First of all, I want to clarify that in this context MVC means
architectural pattern (
http://en.wikipedia.org/wiki/Model%E2%80%93view%E2%80%93controller[
^]) and not the ASP.NET framework using this pattern (
http://www.asp.net/mvc[
^]).
I would use a lot of caution with the claim written in pure advertizement style. And the whole idea to praise MVC, even with exaggeration, and then deny it on based on the shear statement "it's designed with decades old technologies" looks purely dumb.
Actually, so far, I did not find anything clearly explained the pattern, only few links just referencing or copying the same short article, advertizement claim and picture. I won't be much surprised if it turns out that this is merely a… hoax. I just don't know.
The things are more serious than that. I cannot deny that MVC may go out of circulation eventually. The absurdity of this article is playing with the idea that MVC is something like a dominating paradigm, a state in development of technology, which can be replaced with something more advanced. This view is pure manipulation. In fact, there is a number of alternatives of the patterns of this type: MVA, MVP, MVVM… The speculations on the fact that MVC is discussed the most (MVVM can also be named as popular these days) cannot be used as an argument that one pattern is superior or inferior to others. It's all about claims and gossips, nothing about logic and rationality, something like ten millions users cannot be wrong (oh, they can!)…

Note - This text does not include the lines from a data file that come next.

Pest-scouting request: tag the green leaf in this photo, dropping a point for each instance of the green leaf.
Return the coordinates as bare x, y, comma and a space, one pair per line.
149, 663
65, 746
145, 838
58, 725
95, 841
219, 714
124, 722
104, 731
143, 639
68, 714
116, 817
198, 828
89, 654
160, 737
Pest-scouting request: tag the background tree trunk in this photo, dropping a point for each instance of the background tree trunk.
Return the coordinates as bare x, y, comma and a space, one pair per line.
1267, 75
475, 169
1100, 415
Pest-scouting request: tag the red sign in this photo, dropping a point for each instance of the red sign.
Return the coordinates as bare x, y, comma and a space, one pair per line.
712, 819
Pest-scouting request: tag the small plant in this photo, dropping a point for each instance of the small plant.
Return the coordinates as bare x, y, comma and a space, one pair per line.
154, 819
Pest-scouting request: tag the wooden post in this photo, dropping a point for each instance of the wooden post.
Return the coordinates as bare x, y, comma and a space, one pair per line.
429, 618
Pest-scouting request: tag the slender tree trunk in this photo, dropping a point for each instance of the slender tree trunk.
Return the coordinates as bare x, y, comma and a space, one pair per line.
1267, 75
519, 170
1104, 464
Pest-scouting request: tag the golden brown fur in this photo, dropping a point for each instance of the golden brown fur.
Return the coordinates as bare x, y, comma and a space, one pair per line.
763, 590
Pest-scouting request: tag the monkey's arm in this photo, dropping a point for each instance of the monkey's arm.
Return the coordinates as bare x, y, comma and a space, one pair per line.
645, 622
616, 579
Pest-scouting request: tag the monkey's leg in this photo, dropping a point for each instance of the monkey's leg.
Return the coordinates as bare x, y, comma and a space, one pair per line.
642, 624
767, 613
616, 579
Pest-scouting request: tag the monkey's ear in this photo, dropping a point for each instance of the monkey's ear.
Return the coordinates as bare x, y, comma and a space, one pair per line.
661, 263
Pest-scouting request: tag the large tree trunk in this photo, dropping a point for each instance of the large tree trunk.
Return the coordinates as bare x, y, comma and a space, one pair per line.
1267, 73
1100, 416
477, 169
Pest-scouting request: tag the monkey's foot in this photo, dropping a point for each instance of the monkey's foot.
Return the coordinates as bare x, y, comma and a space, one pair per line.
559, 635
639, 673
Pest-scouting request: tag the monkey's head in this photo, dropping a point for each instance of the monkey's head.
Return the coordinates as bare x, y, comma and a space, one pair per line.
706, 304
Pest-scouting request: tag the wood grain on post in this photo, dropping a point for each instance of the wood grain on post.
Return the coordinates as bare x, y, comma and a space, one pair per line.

But things are even more serious. I wrote many times to warm against taking patterns too seriously. Too many developers make the idea of using the "best patterns" more important than the the goals of their own projects, as if the goal of the project was to implement some pattern ("me too"). This is wrong. The patterns (design patterns or architectural, it does not matter) are not just used. Architectures are created for the project, design decisions are made. Then people think about solving some archetypical problem found in their development on more universal level, perhaps putting then in a distinct layer of the project architecture. At this moment, it's good to look around and think "what if other people already did something similar and applicable to my project, too?" And this is where the patterns can help.
Being proud of using the most modern and trendy patterns is just silly. Imagine you have no information on some project except the fact that it uses some very modern patterns; what would you say? My first idea would be: "it may mean that the project is nothing special at all, it does routine thing, as very many projects of this sort". And this is more or less normal and understandable. The simple understanding that patterns are formulated and published to help people developed projects (architectures, in case of MVC), and not that projects are developed to implement patterns, should make understanding of the absurdity of such "MVC is dead" arguments pretty clear.